I don't know what to say about The Independent's front page this morning:

An assassination that blows apart Bush's hopes of pacifying Iraq

Last week: George Bush flew into Iraq to meet Abdul-Sattar Abu Risha, leader of Anbar province.
This week: General David Petraeus told the US Congress how Anbar was a model for Iraq.
Yesterday: Abu Risha was assassinated by bombers in Anbar

but the gloating is impossible to ignore (as is the lack of judgment and perspective). Perhaps the paper should be renamed The Daily Schadenfreude.

Thursday, September 13, 2007

Call me Pollyanna-ish but I'm feeling optimistic


Here's some reasons.
When Der Spiegel says
"Ramadi is an irritating contradiction of almost everything the world thinks it knows about Iraq -- it is proof that the US military is more successful than the world wants to believe. Ramadi demonstrates that large parts of Iraq -- not just Anbar Province, but also many other rural areas along the Tigris and Euphrates Rivers -- are essentially pacified today. This is news the world doesn't hear: Ramadi, long a hotbed of unrest, a city that once formed the southwestern tip of the notorious "Sunni Triangle," is now telling a different story, a story of Americans who came here as liberators, became hated occupiers and are now the protectors of Iraqi reconstruction.";
when Barroso cocks-up again:
"With a new draft of the treaty due out tomorrow, it seems that there have been some 200 changes to the original draft, some of which involve serious additions to EU powers and some directly challenge Mr Brown's fabled "red lines".

Some of these issues relate to jurisdiction over foreign policy but Britain's "opt-in" over justice and home affairs is also being challenged, while other details – yet to emerge – may have profound popular impact.

On the back of this - with a maladroit sense of timing which could only come from an apparatchik totally divorced from the realities of politics – Barroso has announced that he is to carry out a fundamental review of the EU budget, including a "close look" at Britain's rebate.

"We will have a discussion on this with no taboos.

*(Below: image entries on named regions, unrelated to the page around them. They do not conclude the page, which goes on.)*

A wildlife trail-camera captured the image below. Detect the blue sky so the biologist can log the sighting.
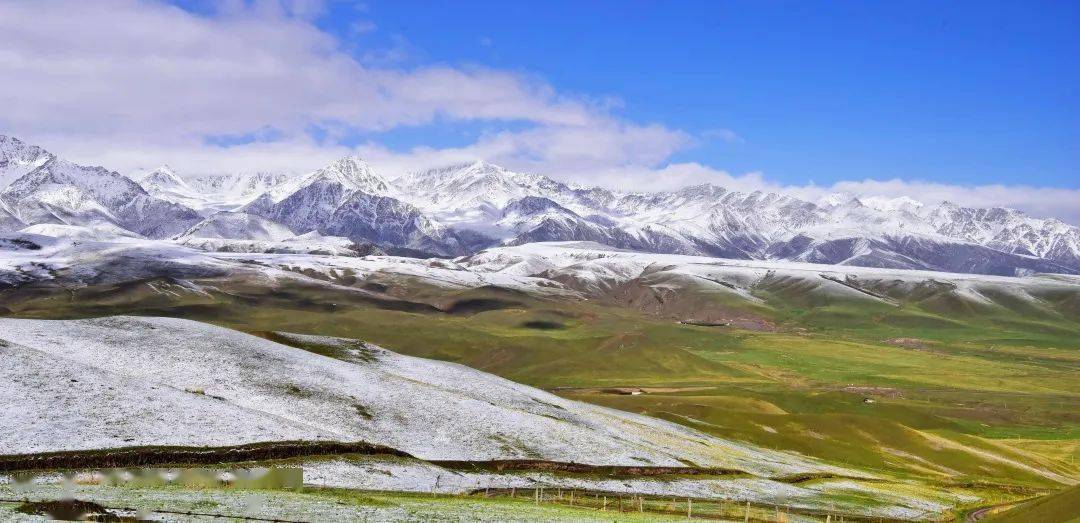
[298,1,1080,188]
[6,0,1080,224]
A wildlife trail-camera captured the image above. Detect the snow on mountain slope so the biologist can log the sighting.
[0,138,199,238]
[455,242,1080,322]
[175,232,362,256]
[177,211,294,241]
[0,134,53,190]
[0,133,1080,276]
[243,157,488,255]
[262,157,393,203]
[132,165,213,210]
[0,317,842,475]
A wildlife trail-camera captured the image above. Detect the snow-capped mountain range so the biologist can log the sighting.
[0,132,1080,274]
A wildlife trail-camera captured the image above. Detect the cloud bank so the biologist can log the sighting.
[0,0,1080,224]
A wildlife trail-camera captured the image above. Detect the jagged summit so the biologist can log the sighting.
[0,136,1080,274]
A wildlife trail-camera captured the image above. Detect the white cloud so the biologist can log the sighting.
[0,0,1080,223]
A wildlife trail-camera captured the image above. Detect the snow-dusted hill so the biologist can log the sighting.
[0,317,859,475]
[0,136,199,238]
[177,211,295,241]
[0,132,1080,276]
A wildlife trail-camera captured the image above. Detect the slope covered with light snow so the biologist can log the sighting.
[0,132,1080,276]
[0,317,842,475]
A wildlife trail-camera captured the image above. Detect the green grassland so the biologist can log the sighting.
[0,270,1080,499]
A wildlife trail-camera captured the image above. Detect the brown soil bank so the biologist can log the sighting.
[0,441,411,472]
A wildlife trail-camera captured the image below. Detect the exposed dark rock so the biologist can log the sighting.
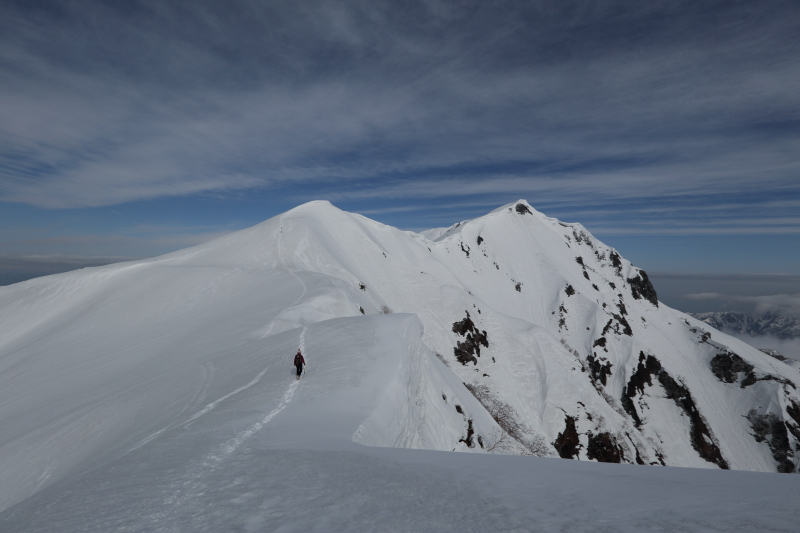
[586,355,613,386]
[622,352,729,470]
[711,351,755,387]
[553,415,581,459]
[603,313,633,337]
[453,311,489,365]
[609,252,622,274]
[741,372,797,389]
[586,432,624,463]
[786,400,800,424]
[658,370,730,470]
[516,204,533,215]
[786,400,800,442]
[628,270,658,307]
[747,409,795,474]
[622,352,661,428]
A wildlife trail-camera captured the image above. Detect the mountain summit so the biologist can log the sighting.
[0,200,800,530]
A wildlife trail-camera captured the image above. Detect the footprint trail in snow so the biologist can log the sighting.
[150,326,308,527]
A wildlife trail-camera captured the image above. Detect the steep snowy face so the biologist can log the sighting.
[239,197,800,472]
[0,200,800,507]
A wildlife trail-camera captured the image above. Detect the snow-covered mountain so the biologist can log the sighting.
[691,311,800,339]
[0,200,800,531]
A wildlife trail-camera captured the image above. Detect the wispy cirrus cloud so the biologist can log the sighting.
[0,1,800,222]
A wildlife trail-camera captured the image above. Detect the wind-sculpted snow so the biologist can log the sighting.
[0,201,800,531]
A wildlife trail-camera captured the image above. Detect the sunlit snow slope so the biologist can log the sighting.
[0,201,800,531]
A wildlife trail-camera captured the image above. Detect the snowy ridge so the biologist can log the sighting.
[0,200,800,530]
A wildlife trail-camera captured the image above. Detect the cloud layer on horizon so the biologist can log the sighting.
[0,0,800,235]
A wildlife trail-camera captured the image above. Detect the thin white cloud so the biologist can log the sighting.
[685,293,800,316]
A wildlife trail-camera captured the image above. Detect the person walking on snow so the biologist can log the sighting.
[294,348,306,379]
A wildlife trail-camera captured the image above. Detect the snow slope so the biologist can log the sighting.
[0,201,800,531]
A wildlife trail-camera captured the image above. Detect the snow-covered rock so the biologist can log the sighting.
[691,311,800,339]
[0,200,800,530]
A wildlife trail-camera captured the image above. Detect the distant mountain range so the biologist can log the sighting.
[689,312,800,339]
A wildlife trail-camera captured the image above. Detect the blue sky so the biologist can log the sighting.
[0,0,800,312]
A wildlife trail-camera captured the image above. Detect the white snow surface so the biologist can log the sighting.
[0,200,800,532]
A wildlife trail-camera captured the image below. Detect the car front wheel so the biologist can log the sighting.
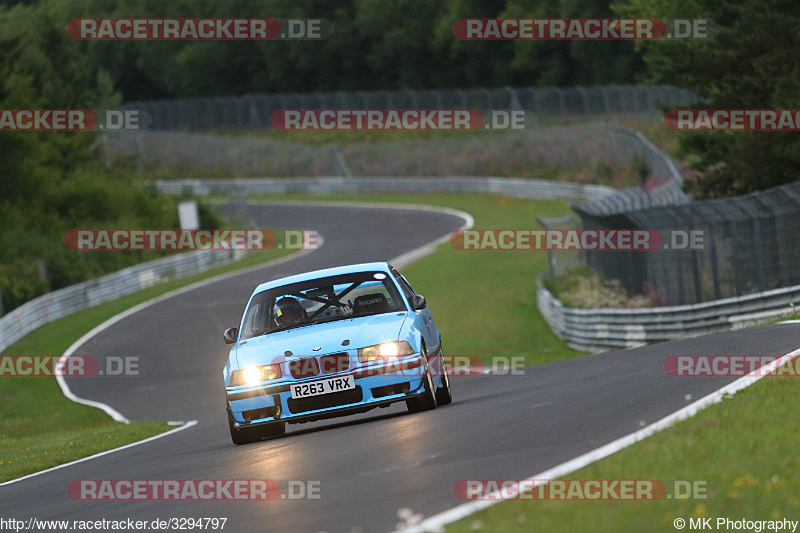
[406,345,436,413]
[436,354,453,405]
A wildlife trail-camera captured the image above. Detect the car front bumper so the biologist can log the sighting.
[226,354,425,428]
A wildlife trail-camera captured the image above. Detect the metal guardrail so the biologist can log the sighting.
[0,250,245,351]
[536,280,800,352]
[154,177,615,201]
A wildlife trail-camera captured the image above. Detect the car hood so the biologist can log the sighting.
[231,312,408,368]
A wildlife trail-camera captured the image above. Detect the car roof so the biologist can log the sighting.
[253,261,391,294]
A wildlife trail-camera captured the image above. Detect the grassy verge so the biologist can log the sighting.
[0,246,294,482]
[446,370,800,533]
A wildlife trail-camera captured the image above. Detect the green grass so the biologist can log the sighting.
[0,245,294,482]
[446,370,800,533]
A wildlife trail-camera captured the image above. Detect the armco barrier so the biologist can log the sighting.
[0,250,246,351]
[536,280,800,352]
[154,177,616,202]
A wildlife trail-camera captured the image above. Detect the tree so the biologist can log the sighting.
[613,0,800,199]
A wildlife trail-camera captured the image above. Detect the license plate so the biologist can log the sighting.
[291,376,356,398]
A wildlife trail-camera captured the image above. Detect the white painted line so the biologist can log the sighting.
[398,349,800,533]
[0,420,197,487]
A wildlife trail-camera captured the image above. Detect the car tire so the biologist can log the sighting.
[228,418,261,446]
[406,344,436,413]
[436,353,453,405]
[258,422,286,439]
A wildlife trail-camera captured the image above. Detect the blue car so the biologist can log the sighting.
[223,262,452,444]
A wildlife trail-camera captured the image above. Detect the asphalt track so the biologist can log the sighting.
[0,205,800,532]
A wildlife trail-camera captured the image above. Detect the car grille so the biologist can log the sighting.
[286,387,364,414]
[319,352,350,374]
[289,357,319,378]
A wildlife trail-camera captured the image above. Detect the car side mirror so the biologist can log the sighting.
[222,328,239,344]
[409,294,428,311]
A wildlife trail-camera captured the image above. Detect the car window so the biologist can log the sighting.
[391,269,416,300]
[236,271,406,340]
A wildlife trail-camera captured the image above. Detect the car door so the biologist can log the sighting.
[392,269,439,357]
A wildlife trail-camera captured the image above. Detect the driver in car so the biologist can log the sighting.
[274,296,308,328]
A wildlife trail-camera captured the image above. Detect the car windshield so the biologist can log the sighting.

I will talk to Mr Brown," says el presidente. "The two go together. It is not a coincidence that we are talking of a reform treaty and reform of the budget."

and pours petrol on the flames;

when the TUC votes for a referendum;

when the Belgian politicos overstep the mark amidst a country tearing itself apart;

and when the BBC starts to feel the pinch ;

you know that things could be a lot worse.

Wednesday, September 12, 2007

This is where I came in

My last post, long ago, was about F&M and now here we are again.

The previous outbreak was, according to the HSE, the responsibility of the government lab. at Pirbright (FT report):

"Because Merial handles far larger quantities of foot-and-mouth virus for vaccine production than the IAH does for laboratory science, the investigators concluded that the escaped virus probably originated with the company. “But this in no way implies any culpability by Merial,” Mr Podger [the chief exec. of the HSE] told a press conference.

Indeed, the IAH was responsible for all the specific breaches in biosecurity identified in the HSE report."


Now here's the good old Beeb:
"But the Health and Safety Executive said it was not clear which of the two labs which share the site - Merial, a private pharmaceutical company, and the Institute of Animal Health (IAH) - were responsible."

Presumably, the Beeb plays it this way because it doesn't want to drop the line that it was all the fault of evil private industry. I had hoped to give a link to their initial surprise at the finding but I've lost it.